Die Kernbestandteile – kurz und knackig
Namensangabe, Anschrift, E-Mail, Telefon – das sind die Basics. Zusätzlich musst du deine Umsatzsteuer-ID, falls vorhanden, angeben und, falls du journalistisch tätig bist, den verantwortlichen Redakteur nennen. Und das Ganze muss leicht auffindbar sein, nicht versteckt im Footer wie ein Geheimcode.
Wie du das Impressum technisch einbaust, ohne die Seite zu verlangsamen
Einfaches HTML reicht. Keine fancy Scripts, keine unnötigen Stylesheets, das kostet nur Ladezeit. Pack das Impressum in ein separates impressum.html, verlinke es klar im Header oder Footer. Und ja, ein Link reicht: https://sportwettenexperte.com/impressum/.
Typische Fehler, die du vermeiden musst
Zu lange Texte, die Nutzer abschrecken. Unvollständige Angaben, die das Amt sofort zurückweisen. Und das schlimmste: Das Impressum auf einer Unterseite verstecken, die erst nach mehreren Klicks erreichbar ist. Das ist ein rotes Tuch für die Aufsichtsbehörde.

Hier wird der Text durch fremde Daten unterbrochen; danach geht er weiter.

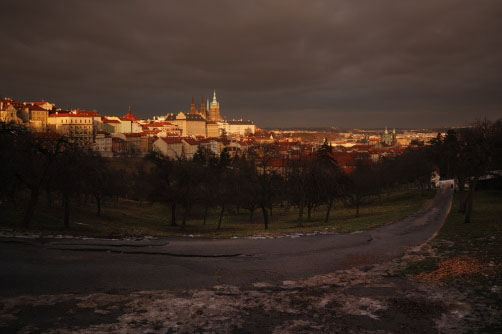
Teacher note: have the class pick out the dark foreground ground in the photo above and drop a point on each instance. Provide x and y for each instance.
(410, 294)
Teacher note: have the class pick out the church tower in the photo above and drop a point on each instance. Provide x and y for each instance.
(193, 109)
(214, 110)
(202, 109)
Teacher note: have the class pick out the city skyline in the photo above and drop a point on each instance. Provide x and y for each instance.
(281, 64)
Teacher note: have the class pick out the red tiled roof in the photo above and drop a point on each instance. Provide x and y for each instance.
(129, 117)
(172, 140)
(68, 115)
(36, 108)
(106, 120)
(190, 141)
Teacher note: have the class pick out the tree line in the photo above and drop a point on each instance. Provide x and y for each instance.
(66, 172)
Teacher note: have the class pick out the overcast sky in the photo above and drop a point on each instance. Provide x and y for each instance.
(280, 63)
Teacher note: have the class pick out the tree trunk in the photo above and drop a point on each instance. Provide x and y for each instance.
(461, 195)
(221, 216)
(186, 212)
(49, 198)
(330, 204)
(205, 215)
(300, 213)
(31, 207)
(66, 204)
(469, 200)
(98, 204)
(265, 216)
(173, 215)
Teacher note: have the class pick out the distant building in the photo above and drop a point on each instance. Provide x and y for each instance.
(190, 124)
(171, 147)
(214, 110)
(76, 125)
(8, 113)
(103, 144)
(213, 129)
(388, 139)
(190, 147)
(238, 127)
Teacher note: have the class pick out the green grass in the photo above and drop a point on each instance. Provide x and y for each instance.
(131, 218)
(482, 240)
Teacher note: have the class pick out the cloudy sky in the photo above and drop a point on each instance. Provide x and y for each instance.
(283, 63)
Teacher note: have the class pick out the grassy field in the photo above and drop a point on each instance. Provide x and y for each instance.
(131, 218)
(468, 257)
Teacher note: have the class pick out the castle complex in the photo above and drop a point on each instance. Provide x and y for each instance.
(209, 111)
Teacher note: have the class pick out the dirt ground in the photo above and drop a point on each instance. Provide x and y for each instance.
(367, 299)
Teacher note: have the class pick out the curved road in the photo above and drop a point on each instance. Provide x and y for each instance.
(50, 266)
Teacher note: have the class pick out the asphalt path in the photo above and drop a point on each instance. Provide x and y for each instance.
(75, 265)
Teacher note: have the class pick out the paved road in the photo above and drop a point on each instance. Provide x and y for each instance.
(50, 266)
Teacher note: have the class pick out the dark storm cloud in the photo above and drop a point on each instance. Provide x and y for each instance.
(281, 63)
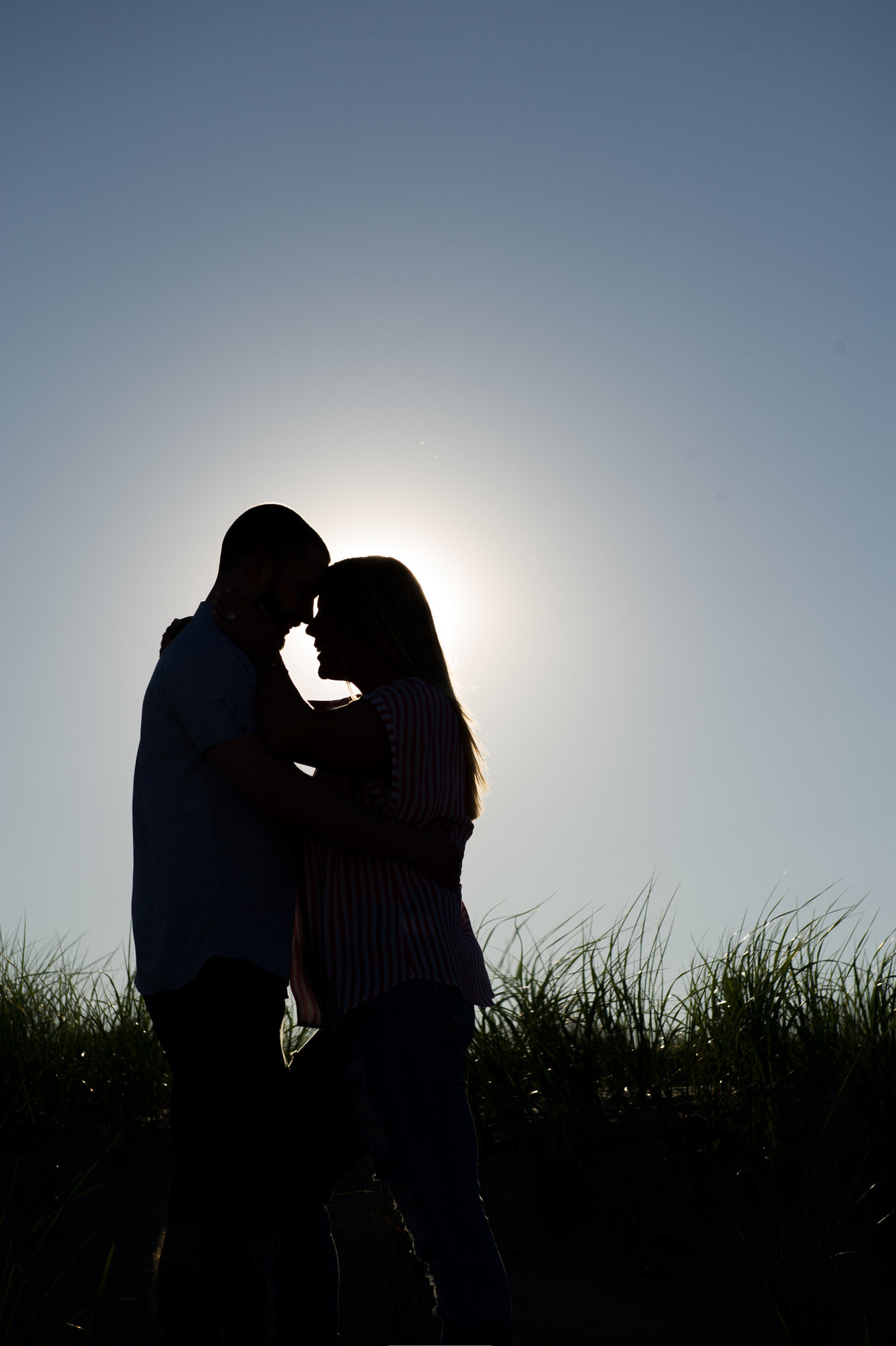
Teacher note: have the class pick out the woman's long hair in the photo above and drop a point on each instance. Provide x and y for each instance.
(377, 602)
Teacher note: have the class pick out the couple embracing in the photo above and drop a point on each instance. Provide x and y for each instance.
(249, 874)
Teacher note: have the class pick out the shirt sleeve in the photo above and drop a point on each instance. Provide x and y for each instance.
(213, 697)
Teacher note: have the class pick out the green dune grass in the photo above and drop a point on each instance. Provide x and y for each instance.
(768, 1068)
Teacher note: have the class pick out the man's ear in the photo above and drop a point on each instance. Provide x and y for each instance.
(258, 567)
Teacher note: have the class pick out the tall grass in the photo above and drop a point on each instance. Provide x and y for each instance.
(588, 1027)
(771, 1059)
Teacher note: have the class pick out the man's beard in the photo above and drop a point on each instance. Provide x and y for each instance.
(272, 606)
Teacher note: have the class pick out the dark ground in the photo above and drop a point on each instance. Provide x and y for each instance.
(637, 1250)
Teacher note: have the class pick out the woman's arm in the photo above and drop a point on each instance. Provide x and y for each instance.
(352, 738)
(349, 738)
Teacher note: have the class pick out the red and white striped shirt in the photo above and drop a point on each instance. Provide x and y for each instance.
(365, 923)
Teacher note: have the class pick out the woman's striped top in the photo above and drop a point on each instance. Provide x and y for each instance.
(365, 923)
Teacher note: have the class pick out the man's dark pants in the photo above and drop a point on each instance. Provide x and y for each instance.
(229, 1128)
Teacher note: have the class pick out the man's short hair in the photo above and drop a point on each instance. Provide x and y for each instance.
(275, 526)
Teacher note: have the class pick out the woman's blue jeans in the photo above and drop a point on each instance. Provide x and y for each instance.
(389, 1082)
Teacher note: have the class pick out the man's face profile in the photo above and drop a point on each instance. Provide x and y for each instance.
(290, 594)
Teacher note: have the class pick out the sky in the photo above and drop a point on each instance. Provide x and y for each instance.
(583, 310)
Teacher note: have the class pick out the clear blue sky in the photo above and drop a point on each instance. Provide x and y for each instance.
(584, 310)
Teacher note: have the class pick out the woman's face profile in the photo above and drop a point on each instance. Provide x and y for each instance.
(332, 662)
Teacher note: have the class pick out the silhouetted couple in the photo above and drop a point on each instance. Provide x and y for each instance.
(249, 874)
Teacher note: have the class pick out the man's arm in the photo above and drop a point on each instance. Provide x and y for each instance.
(290, 796)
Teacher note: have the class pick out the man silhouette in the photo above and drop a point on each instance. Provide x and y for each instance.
(214, 886)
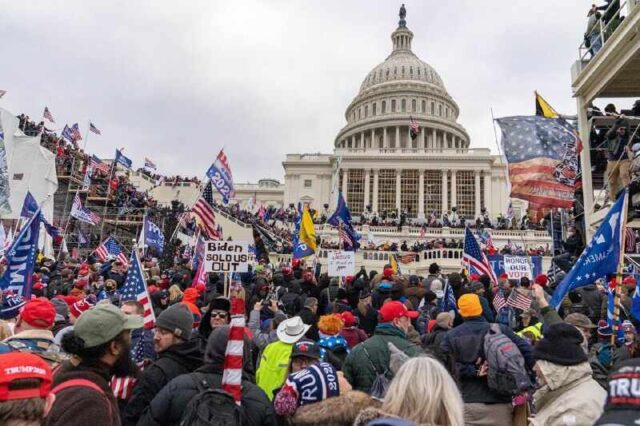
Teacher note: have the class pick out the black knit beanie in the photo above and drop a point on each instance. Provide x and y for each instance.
(562, 345)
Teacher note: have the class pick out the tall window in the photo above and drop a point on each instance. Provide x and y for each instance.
(386, 190)
(409, 191)
(355, 190)
(465, 193)
(433, 192)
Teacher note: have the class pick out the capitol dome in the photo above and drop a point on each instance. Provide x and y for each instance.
(397, 92)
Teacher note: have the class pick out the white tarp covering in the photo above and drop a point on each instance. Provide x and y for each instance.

Der Rechtsstreit, den du nicht starten willst
Stell dir vor, du bekommst eine Abmahnung, weil du die Umsatzsteuer-ID vergessen hast. Plötzlich sitzt du im Büro, das Telefon klingelt, und du musst Geld für Anwälte ausgeben, die du besser in Marketing investieren könntest. Und das alles, weil du das Impressum nicht korrekt umgesetzt hast.
Was du jetzt tun solltest
Setz dich sofort hin, notier deine Firmendaten, prüfe die gesetzlichen Vorgaben und integriere das Impressum als eigenständige Seite. Mach es sichtbar, mach es vollständig, und spar dir den Ärger.